Von Anja Baumgart-Pietsch. Fotos Mary Goldfinger.
Was für ein nettes, kleines, schnuckeliges Atelier! Lena Müller hat es sich im Hinterhaus der Unteren Albrechtstraße 16 eingerichtet. Die junge Schneiderin hat eine ganz besondere Nische für sich ausgewählt: Sie entwirft und fertigt exklusive Dessous für Frauen an. Und das für jede Gelegenheit: Für die Hochzeit, aber auch für jeden Tag“, erklärt Lena Müller, die sich für ihr Label die Namen ihrer beiden Großmütter geliehen hat: „Ruth und Sofia Handmade Lingerie“ heißt ihr Atelier. Schon als Mädchen hat Lena Müller gerne genäht, später eine Ausbildung zur Herrenschneiderin gemacht.
Traditionell und modern
„Das war in einem sehr traditionsreichen Atelier in Frankfurt, wo ich alle traditionellen Techniken kennen gelernt habe“, erzählt sie beim Gespräch in ihrem türkis- und weiß gestrichenen, gemütlichen Arbeitsraum. „Ich wollte dann aber auch moderne Technik beherrschen und habe ein Studium der Bekleidungstechnik drangehängt“. Dass sie aber dann nicht in die Mühlen der Textilindustrie geraten wollte, war Lena Müller auch bald klar. Das hätte unter Umständen bedeutet, mit den ausbeuterischen Praktiken der großen Handelshäuser in Verbindung zu kommen, die gerade in den letzten Monaten durch verheerende Unglücke und unmenschliche Arbeitsbedingungen in der Dritten Welt in die Schlagzeilen gerieten.

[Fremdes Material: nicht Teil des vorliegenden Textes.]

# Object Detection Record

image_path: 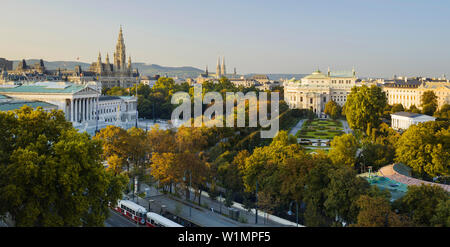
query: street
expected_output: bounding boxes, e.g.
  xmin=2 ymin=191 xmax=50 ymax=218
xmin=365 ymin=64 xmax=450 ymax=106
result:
xmin=105 ymin=209 xmax=137 ymax=227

Lena Müller hat außerdem selbst erfahren, dass es gar nicht so einfach ist, gut sitzende und optisch ansprechende Dessous zu finden – egal, ob man wie sie besonders zierlich oder eher üppiger gebaut ist. „Ein BH sollte nie kneifen oder drücken“, sagt sie. „Viele Frauen halten es so, dass sie, wenn sie nach Hause kommen, als erstes den BH ausziehen, um wieder Luft zu kriegen. Das ist doch furchtbar! So darf es nicht sein!“ Daher entwirft die Schneiderin gemeinsam mit ihren Kundinnen genau den BH, der wirklich passt.
Politisch korrekte Stoffe
Bei den Stoffen achtet sie auf die Herkunft: Bio-Baumwolle oder –Jersey sind ebenso im Angebot wie Seide und Spitze höchster Qualität. Farbe und Form sind keinerlei Grenzen gesetzt. Und Lena Müller hat auch kein Problem damit, dass eine Kundin ein Stück nachgeschneidert haben möchte, das sie anderswo gesehen hat, aber das ihr nicht richtig passen will. „In die Standard-Körbchengrößen passt sowieso kaum eine Frau richtig“, weiß sie. Daher nimmt sie sich auch drei Termine Zeit für jedes Wäschestück. „Ein Erstgespräch, dann die Anprobe und den abschließenden Termin, bei dem dann noch einmal geprüft wird, ob wirklich alles bequem sitzt“.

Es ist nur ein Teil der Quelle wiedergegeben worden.